E’ appeso ad una gruccia nell’armadio di ogni donna. Di solito è nero ed è
fatto di uno di quei tessuti che finchè non lo guardi da molto vicino non
sapresti dire esattamente cos’è, uno di quelli che puoi indossare quantomeno da
ottobre a maggio, per intenderci. E’ un abito che puoi mettere con le decolletè
o con gli stivali, con la giacca da consulente, con un morbido golfino pelosetto
o solo con una sciarpina di seta. Banale fin che si vuole, mai sbagliato, ti fa
fare la tua discreta figura dal convegno al vernissage passando per ogni sorta
di cena e senza dimenticare il teatro.

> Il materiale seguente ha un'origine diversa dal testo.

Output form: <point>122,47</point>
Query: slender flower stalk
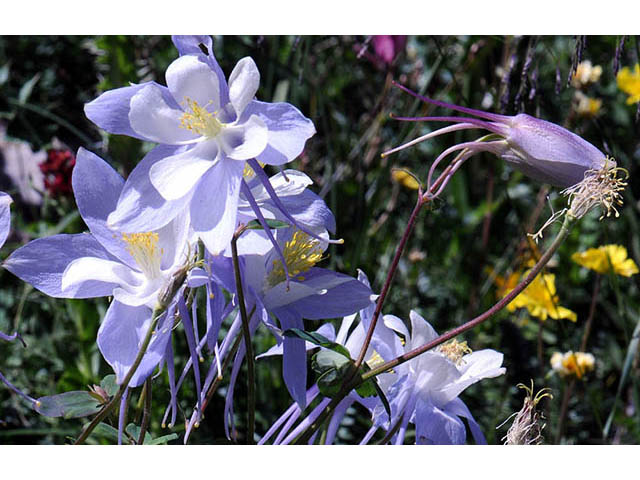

Se
poi ti riesce di azzeccare l’accessorio, la discreta figura può evolvere in un
successo pieno nel tempo di infilare un paio di orecchini.
Instancabile dispensatore di sicurezza sociale e affidabile
salvatore ad ogni invito imprevisto o repentino cambio di stagione, il segreto del
suo successo - contrariamente a quanto
si possa essere portati a pensare - non
è la versatilità, bensì il mimetismo. Assorbe il tono dell’ambiente e lo riverbera,
così che agli occhi di chi guarda appare infallibilmente in sintonia. E’ il neutro fondale
sui cui lo sguardo appoggia ciò di cui è stato colmato.
Ecco, io vorrei avere, appeso ad una gruccia nel mio repertorio espressivo,
un sorriso che avesse le stesse caratteristiche di questo abito.
Perché può anche capitare, certe volte, di passare in
rassegna tutte le espressioni e di non trovarne nessuna che ci convinca. E dopo
averle gettate alla rinfusa sul letto e sulle seggiole, io resto lì in mutande
e mi dico che vorrei tanto che da un cassetto mi saltasse fuori un sorriso che
non dice niente di sé, se non che c’è.